03Wireframes & Information Architecture
Wireframes focused on three core areas: recording and playback, note organization, and transcript management. I explored multiple IA approaches for surfacing AI summaries — inline within transcripts, as a separate summary view, and as push-notification digests. Testing revealed users preferred a dedicated summary screen with the ability to jump back to the transcript.
04Branding, Visual Design & Mockups
The visual design blended IBM's modern clarity with a purple accent to communicate creativity and confidence — differentiating Meetaker from IBM's typically neutral enterprise palette while staying within brand guardrails. High-fidelity mockups were developed for iOS and web, aligned with IBM accessibility standards, and validated through usability testing before handoff.
Key Features
Designed around post-meeting workflows, every feature helps users move from raw conversation to actionable outcomes.
Meeting Recording
One-tap recording on iOS or web captures audio clearly, with background recording support so users can continue working during a call.
AI Transcription
Powered by IBM and Azure OpenAI, transcripts are generated in real time with speaker identification and high accuracy across accents and environments.
Smart Summarization
AI extracts key decisions, action items, and discussion highlights into a structured summary — no manual note-taking required.
Note Organization
Meetings are automatically organized by date, participant, and topic.
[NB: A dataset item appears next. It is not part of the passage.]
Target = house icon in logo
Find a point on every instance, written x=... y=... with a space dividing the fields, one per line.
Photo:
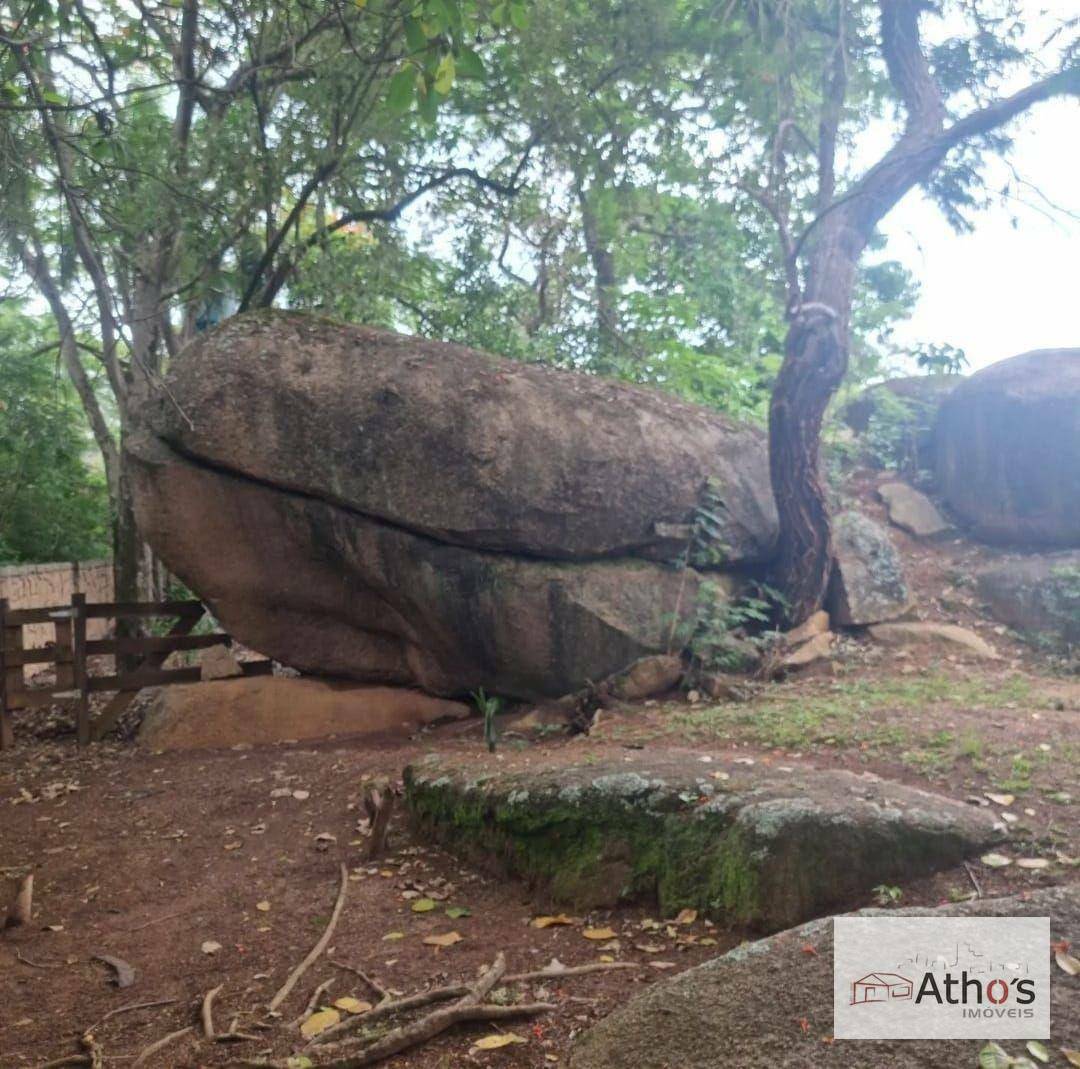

Users can tag, search, and filter across their full meeting history.
Cross-platform Sync
Transcripts and summaries sync seamlessly between iOS and web, so users can record on mobile and review or share from desktop.
Share & Export
Summaries and transcripts can be shared directly with meeting participants or exported to productivity tools — closing the loop on follow-ups.
Design Showcase
Brand identity — IBM clarity with a purple creative accent
Transcript and summary views with structured meeting output
Recording screen — one-tap capture with live workflow support
Branding — IBM clarity with a purple creative accent
What I Learned
- Designing for AI output requires setting clear user expectations — people need to understand what the AI can and can't do to trust the summaries it generates.
- Cross-platform consistency is harder than it looks. iOS and web users have fundamentally different mental models for the same task, requiring distinct interaction patterns within a shared visual system.
- Working within IBM's design standards early — rather than retrofitting at the end — saved significant rework and kept the team aligned throughout.
- The competitive audit was the most valuable early-stage activity: it quickly surfaced what users already disliked about existing tools and gave the team a clear north star for differentiation.
Challenges & Constraints
- Balancing IBM's enterprise visual language with a consumer-facing product that needed warmth and approachability was a core design tension throughout the project.
- AI transcription accuracy varied across accents and audio environments — communicating uncertainty gracefully in the UI without eroding trust required multiple design iterations.
- Defining the right level of AI automation versus user control for summaries took several rounds of testing.
- Delivering a cross-platform experience with a single design system required close collaboration with two engineering teams working on iOS and web concurrently.